バイナンス、USDTで利回りを得ながら先物取引が可能なLDUSDtを導入

世界最大の暗号資産取引所バイナンス(Binance)は、新たな「報酬付きマージン資産(Reward-Bearing Margin Asset)」であるLDUSDtのローンチを発表した。
これは、同社が提供するイールドサービス「Simple Earn」に預け入れられたUSDTからスワップすることで取得できる。
スワップで取得、報酬も継続付与
2024年4月9日の公式発表によると、LDUSDtはTetherのUSDTをSimple Earnで運用しているユーザーがスワップすることで取得可能である。

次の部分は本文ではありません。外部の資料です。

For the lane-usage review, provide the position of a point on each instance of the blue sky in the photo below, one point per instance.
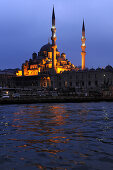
(25, 26)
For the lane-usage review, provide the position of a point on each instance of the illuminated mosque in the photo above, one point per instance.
(49, 60)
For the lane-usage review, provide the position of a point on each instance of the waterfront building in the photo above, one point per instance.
(48, 60)
(50, 70)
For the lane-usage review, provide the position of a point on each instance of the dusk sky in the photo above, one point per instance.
(25, 26)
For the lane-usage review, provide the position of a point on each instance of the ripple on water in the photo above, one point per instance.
(56, 136)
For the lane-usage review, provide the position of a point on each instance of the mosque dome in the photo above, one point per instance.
(47, 47)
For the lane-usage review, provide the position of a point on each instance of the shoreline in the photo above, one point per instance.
(54, 99)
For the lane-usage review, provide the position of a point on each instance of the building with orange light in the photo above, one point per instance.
(48, 61)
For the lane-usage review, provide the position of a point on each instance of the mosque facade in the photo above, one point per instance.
(51, 70)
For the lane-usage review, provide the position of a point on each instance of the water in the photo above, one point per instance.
(77, 136)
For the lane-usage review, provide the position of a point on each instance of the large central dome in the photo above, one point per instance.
(47, 47)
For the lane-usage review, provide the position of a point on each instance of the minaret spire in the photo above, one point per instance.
(83, 26)
(83, 46)
(53, 17)
(53, 38)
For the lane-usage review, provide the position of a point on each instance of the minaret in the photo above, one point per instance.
(53, 38)
(83, 46)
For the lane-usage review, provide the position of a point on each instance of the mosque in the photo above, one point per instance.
(49, 60)
(51, 70)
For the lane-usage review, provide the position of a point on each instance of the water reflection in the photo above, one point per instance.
(56, 136)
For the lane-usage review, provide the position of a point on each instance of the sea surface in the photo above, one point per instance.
(77, 136)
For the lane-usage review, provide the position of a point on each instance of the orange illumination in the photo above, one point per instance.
(19, 73)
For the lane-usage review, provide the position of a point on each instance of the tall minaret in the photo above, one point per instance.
(83, 46)
(53, 38)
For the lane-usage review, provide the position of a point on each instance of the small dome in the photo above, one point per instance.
(47, 47)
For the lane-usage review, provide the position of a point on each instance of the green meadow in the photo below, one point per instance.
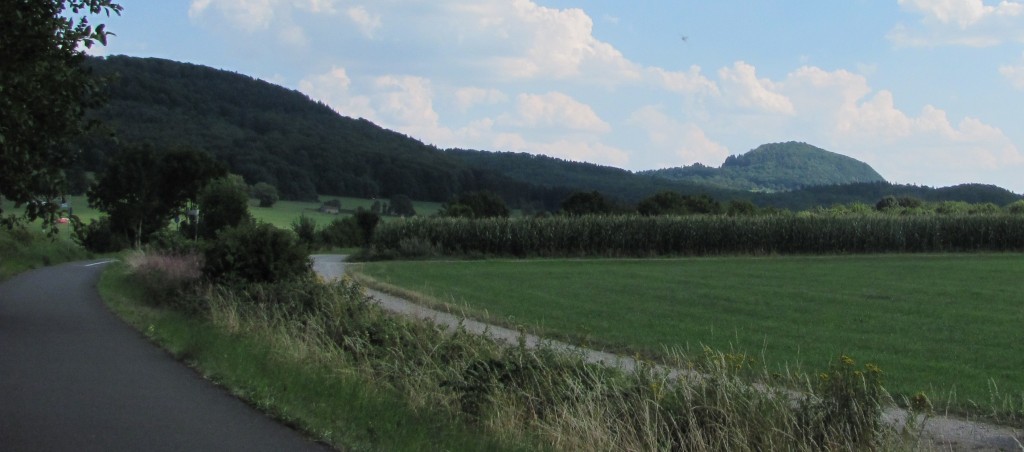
(945, 324)
(282, 214)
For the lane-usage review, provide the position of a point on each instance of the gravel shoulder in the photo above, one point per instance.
(943, 433)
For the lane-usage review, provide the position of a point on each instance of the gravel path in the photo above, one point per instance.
(943, 432)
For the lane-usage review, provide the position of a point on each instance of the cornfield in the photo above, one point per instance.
(699, 235)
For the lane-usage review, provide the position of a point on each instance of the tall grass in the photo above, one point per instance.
(543, 399)
(699, 235)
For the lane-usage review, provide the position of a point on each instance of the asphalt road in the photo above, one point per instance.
(74, 377)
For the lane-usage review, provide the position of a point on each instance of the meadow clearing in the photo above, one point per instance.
(943, 324)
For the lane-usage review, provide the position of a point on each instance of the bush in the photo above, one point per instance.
(256, 253)
(342, 233)
(266, 194)
(305, 229)
(98, 236)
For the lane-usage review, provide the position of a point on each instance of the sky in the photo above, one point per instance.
(929, 92)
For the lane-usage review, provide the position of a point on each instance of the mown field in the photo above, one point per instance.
(281, 215)
(945, 324)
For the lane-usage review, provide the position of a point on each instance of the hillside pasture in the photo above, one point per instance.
(943, 324)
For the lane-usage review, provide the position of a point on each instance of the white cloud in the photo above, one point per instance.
(964, 12)
(333, 88)
(367, 23)
(556, 110)
(551, 43)
(578, 150)
(1015, 74)
(677, 144)
(249, 15)
(960, 23)
(469, 96)
(691, 82)
(741, 86)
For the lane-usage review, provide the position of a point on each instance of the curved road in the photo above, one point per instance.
(75, 377)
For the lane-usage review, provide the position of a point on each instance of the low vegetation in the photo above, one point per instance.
(25, 248)
(937, 324)
(460, 391)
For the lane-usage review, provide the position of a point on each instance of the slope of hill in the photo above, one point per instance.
(776, 167)
(272, 134)
(268, 133)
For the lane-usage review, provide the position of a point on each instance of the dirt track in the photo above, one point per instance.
(943, 432)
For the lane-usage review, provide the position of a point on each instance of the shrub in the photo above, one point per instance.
(305, 229)
(98, 236)
(342, 233)
(266, 194)
(256, 253)
(168, 279)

LDUSDt保有者は、マージントレードに使用しながらも、Simple Earnによるリアルタイム報酬(APR)を引き続き受け取ることができるという。
ステーブルコインではないことを強調
LDUSDtは、バイナンスが導入する2番目の報酬付きマージン資産であり、1つ目は2024年に導入されたBFUSDであった。いずれの資産も「ステーブルコインではない」ことが利用者に誤解されないよう明示されており、バイナンスは今回も事前にこの点を強調している。
「LDUSDtはステーブルコインではなく、先物取引のマージンとして使用できる暗号資産であり、同時にSimple Earnのリアルタイム報酬を得ることができる」と公式発表では述べられている。
マルチアセットモードで先物取引に活用
バイナンスによれば、LDUSDtは同取引所の先物取引プラットフォームにおけるマルチアセットモードでのマージン資産として利用可能である。また、報酬はリアルタイムで積算される。

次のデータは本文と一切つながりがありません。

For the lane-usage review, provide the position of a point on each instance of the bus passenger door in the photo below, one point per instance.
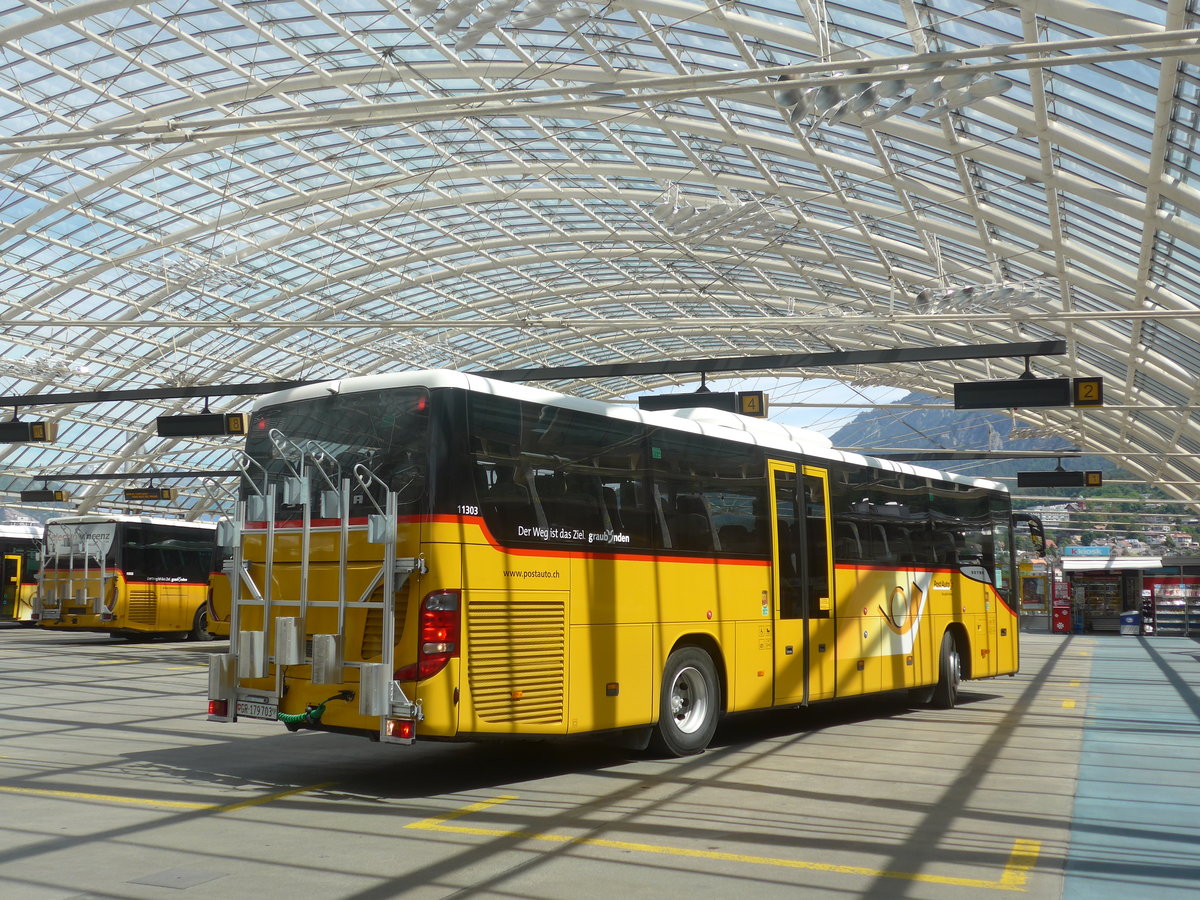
(803, 581)
(10, 585)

スワップされたUSDTは自動的にFutures Walletへ移動し、即座に取引資産として使用可能になる。
バイナンスの市場支配は依然として継続
LDUSDtの正確なローンチ日時は未定だが、近日中にWebサイトとアプリで利用可能になる予定である。なお、バイナンスは依然として取引量で業界首位を維持しており、CoinGeckoのデータによれば過去24時間で165億ドル超の取引を処理している。

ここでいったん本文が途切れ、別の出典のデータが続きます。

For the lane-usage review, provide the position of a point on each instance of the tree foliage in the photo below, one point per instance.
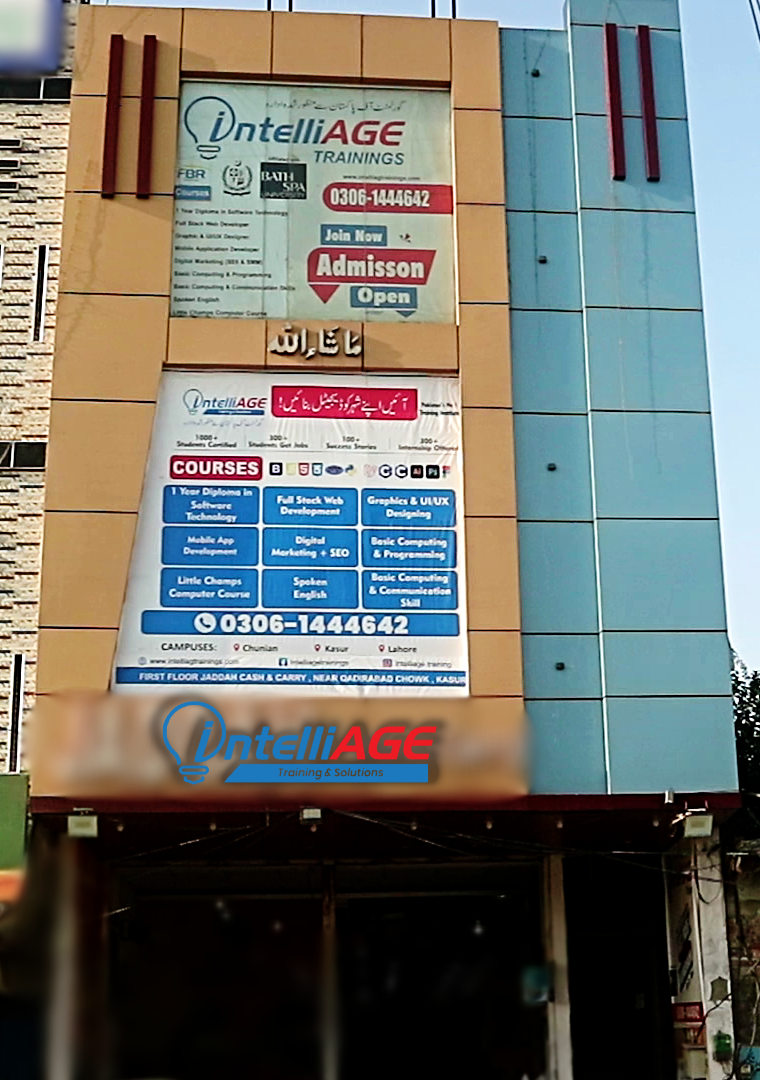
(746, 691)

法的課題を抱える中でも、同社の国際的影響力は拡大を続けている。
GENAIの見解

今回のバイナンスによるLDUSDtの導入は、取引所としての収益性とユーザーの資産効率を両立させる、非常に巧妙なプロダクト設計であると評価しています。
特に注目すべきは、保有資産で報酬を得ながら同時に先物取引のマージンとして活用できるという点であり、これは多くのユーザーにとって魅力的なユースケースを提供します。
しかしながら、この仕組みがマクロ経済の急変や流動性ショックに対してどのような耐性を持つのか、あるいはユーザー資産の実効的な保全がどのように行われるのかについては、依然として透明性が求められる部分です。特に「報酬を得ながら担保として使える」という仕組みは、裏返せばレバレッジの過度な利用やリスク拡大を招く可能性もあります。
全体として、LDUSDtはDeFi的な利回り獲得の仕組みと中央集権型取引所の利便性を融合させたハイブリッド設計であり、今後の暗号資産プラットフォームにおける標準モデルの1つになる可能性があります。
ただし、ユーザー側には仕組みの理解とリスクの認識がこれまで以上に求められるプロダクトでもあると感じています。